To reduce the uncertainty in the estimation of hydrocarbon in place and fluid contact in tight gas reservoirs, it is essential to integrate core data and log analysis. A newly developed saturation-height function approach has been successfully applied to calibrate log analysis to better define petrophysical properties such as formation water saturation and free water level in tight gas reservoirs. The application of this approach has played a critical role in exploration and development decision-making processes for tight gas reservoirs.
Unlike most of the models published in the literature, this approach accommodates different forms of J-Sw regressions, which is applicable to different pore geometries and very powerful in tight gas reservoirs. Also, water saturation is calculated continuously from log porosity and free water level without formation resistivity and Archie exponents. In addition, this approach estimates free water level by iterating on water saturations until matching those derived from log data.
In a case of a tight gas "wild-cat" well where the porosity from most of the well logs is much larger than that from core analysis, this new approach reconciled the difference and predicted the rock quality up-dip. The results are confirmed by the pressure transient analysis from the production test. Based on the integrated analysis, the decision to abandon the current well and the up-dip drilling location saved the company millions of dollars.
In the second case, the reservoir simulation failed to get a history match for a tight gas field. The parameters of this new approach were calibrated to several key wells with core data. The results of the calibration were then used to populate water saturation throughout the field. Eventually, the history match was achieved and an infill drilling opportunity was identified for this field.
In summary, this paper proposes an integrated EXCEL-based saturation-height approach. Case studies in tight gas reservoirs using the new approach demonstrated that failures were avoided, and opportunities were realized.
There are significant uncertainties in log calculated water saturations (Sw), especially in tight gas, shaly, and heterogeneous reservoirs. In tight gas reservoirs, the transition zone is significant and capillary pressure plays an important role in the distribution of saturation. In reservoirs with large structural relief, a saturation model based on capillary pressure, integrated with log calculated saturation, can help predict the performance of offset wells both up-dip and down-dip and improve economics of step-out drilling.
Capillary pressure is determined by pore throat size, wettability, and inter-phase tension in a pore system. Saturation profiles of the transition zone in hydrocarbon reservoirs show the balance between the opposing forces of gravity (buoyancy) and capillarity. These opposing forces interact to produce a unique saturation profile that can be used to provide a core calibrated Sw to compare to log analysis so that uncertainties may be quantified and accuracy potentially improved.
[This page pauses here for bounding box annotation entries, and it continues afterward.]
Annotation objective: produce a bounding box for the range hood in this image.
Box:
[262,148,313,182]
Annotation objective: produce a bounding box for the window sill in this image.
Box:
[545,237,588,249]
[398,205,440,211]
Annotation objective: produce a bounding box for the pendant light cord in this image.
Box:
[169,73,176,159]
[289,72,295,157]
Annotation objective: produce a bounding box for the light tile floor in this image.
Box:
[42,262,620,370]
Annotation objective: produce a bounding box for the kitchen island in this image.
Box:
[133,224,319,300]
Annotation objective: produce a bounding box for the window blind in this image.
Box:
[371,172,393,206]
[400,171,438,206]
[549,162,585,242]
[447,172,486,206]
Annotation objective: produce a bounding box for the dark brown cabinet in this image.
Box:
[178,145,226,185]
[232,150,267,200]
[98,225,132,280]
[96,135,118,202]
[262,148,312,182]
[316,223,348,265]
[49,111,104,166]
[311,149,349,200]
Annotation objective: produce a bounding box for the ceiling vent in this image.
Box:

Water contact is needed for volumetric calculations, well location determination, and reservoir producibility forecast for up-dip or down dip wells. In low permeability reservoirs or where density difference between hydrocarbon and water is small and the transition zone is long, water contact may not be clearly defined. Water contact has historically been defined as a maximum depth with either water-free-production or economical production. Water contact defined by water-free-production-depth may be used when the transition zone is short. However, using the water-free-production-depth for water contact in tight gas reservoirs usually is a cause for underestimation of reserves. Therefore, it is often critical to know free water level in reservoir description.